I’m sitting in my small boxy office looking at a stack of bills and wishing I could light them up. A smoky scent of Jasmine lazily spirals upward from the incense burner. It usually calms my nerves, but today’s stack of mail has taken calmness right out of the equation and all the incense and meditation in the world isn’t going to make those bills go away. I lean back on my green swivel chair and it squawks.
I hear a hesitant knock at the door. At first I’m sure I’m hallucinating the noise, but then I hear it again.
“Come in!” I yell out.
A moment later the wooden door to my office opens up with a squeak and a balding, pudgy middle aged white guy steps through. I breathe a sigh of relief that it’s not Arnold, my landlord.
“Uh, hello,” the man nervously says. “Are you Ash Danton?”
“That’s what the sign on my door says,” I joke.
The man licks his lips and looks me over.
“I, uh, I thought you’d be a guy.”
“Yeah, I get that on occasion,” I sarcastically reply. Actually I get it all the time. I don’t know if it’s my name or my line of work, or both. Ash could be the name of a man, woman, or other identified person, but I’ve found that being an occultist and an investigator tends to bring certain preconceptions with those labels, namely that you’re a guy doing those things.
“Well anyway, I need your help.”
I beckon the man to a chair and say, “Sit down Mr?”
“Mr.
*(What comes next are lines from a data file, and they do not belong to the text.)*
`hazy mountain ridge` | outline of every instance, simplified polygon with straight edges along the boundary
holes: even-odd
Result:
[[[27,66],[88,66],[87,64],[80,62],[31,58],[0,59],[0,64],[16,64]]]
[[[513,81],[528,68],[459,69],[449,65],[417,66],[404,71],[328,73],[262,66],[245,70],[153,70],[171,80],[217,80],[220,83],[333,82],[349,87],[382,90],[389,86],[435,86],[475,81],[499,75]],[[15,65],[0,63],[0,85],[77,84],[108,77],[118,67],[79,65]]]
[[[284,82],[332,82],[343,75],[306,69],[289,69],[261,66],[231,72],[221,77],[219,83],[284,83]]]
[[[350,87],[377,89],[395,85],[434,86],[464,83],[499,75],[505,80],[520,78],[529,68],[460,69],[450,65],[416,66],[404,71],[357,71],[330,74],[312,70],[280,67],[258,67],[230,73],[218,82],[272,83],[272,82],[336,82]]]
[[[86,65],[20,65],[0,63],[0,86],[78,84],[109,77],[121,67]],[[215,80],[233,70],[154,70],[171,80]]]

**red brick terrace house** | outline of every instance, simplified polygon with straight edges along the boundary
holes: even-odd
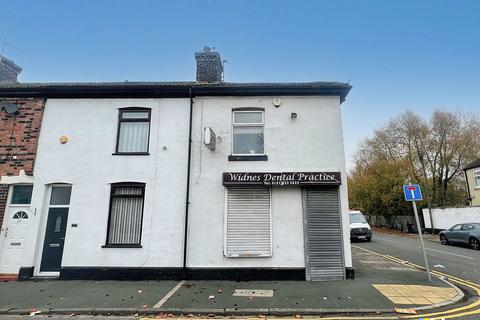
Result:
[[[1,86],[1,85],[0,85]],[[45,100],[0,98],[0,280],[15,278],[24,244],[10,241],[27,228]]]

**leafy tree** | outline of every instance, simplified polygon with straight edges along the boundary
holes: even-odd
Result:
[[[408,214],[410,206],[401,189],[408,179],[408,162],[379,157],[365,160],[357,160],[348,177],[350,206],[381,216]]]
[[[480,122],[436,110],[427,121],[407,111],[375,130],[355,155],[352,206],[374,214],[405,214],[401,186],[420,183],[427,206],[466,204],[462,167],[480,156]]]

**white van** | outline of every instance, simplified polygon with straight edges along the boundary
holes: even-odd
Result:
[[[358,210],[349,211],[350,218],[350,240],[372,241],[372,228]]]

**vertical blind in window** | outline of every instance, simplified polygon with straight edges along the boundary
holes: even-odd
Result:
[[[270,188],[228,188],[227,257],[272,255]]]
[[[107,244],[140,244],[145,185],[113,185]]]
[[[148,152],[150,110],[120,110],[117,152]]]

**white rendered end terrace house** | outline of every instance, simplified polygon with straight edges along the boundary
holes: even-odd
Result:
[[[350,85],[225,83],[196,58],[196,82],[0,87],[47,99],[21,279],[353,277]]]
Ackerbee,” he softly replies.
“So how can I help you Mr. Ackerbee?”
“I-I was referred your way by the Hamilton family. They told me how you helped them recently with a haunting in their home.”
“I did help them and I’m glad they referred you my way.” That had been my last case, a one night gig, and I’m glad they remembered me, because that money wasn’t going to cover any of these overdue bills.
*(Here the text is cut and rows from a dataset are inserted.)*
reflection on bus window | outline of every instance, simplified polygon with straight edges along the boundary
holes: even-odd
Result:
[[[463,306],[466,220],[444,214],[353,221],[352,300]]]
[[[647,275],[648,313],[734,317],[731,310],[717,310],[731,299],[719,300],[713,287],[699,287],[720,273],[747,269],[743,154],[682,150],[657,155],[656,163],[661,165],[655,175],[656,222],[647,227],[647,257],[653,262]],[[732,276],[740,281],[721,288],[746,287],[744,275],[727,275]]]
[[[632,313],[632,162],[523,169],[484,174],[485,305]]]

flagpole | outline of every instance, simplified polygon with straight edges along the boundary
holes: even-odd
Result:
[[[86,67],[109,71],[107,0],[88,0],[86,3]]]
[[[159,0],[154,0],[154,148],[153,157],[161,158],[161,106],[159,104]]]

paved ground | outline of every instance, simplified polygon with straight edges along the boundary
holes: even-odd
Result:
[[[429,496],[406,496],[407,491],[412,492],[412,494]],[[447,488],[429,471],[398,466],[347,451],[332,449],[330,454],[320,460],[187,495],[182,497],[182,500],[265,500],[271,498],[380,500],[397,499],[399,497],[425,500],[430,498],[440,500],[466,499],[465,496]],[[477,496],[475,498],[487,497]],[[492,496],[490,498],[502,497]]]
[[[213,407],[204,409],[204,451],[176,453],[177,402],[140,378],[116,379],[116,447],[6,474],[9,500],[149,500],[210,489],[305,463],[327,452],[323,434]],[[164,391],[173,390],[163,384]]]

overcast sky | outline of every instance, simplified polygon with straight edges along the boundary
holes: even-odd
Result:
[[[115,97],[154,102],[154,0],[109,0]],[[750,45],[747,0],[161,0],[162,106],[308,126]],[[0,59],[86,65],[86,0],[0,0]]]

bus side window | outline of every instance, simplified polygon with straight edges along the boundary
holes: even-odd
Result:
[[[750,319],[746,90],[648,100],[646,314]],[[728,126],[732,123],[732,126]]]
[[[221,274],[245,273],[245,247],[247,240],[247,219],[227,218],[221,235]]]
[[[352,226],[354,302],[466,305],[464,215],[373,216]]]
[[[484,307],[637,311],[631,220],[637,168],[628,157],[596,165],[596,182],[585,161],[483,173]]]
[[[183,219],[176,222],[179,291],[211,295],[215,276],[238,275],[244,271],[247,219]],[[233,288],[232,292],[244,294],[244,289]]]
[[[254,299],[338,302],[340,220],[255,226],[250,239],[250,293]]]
Mr. Ackerbee coughs and blinks.
“Would you like me to put out the incense?”
He shakes his head and clears his throat and then continues, “As I was saying, I have a case for you. Lately my wife has been coming home from the gym, really tired.”
“Is this your idea of a joke?” I snap. “I’d expect someone coming back from a gym would be tired.”
“Yeah, that’s true, but she’s tired all time and each time she comes back from the gym she looks paler and paler. She’s not eating as much as she normally would. I initially thought it was drugs, but I looked around the house and her car and I couldn’t find anything. I checked with her boss at work, and he told me she’s been acting strange for the last week as well. And when I thought about it further, I realized it’s when she comes back from the gym.”
“And how do you know there’s something going on at this gym?” I skeptically ask.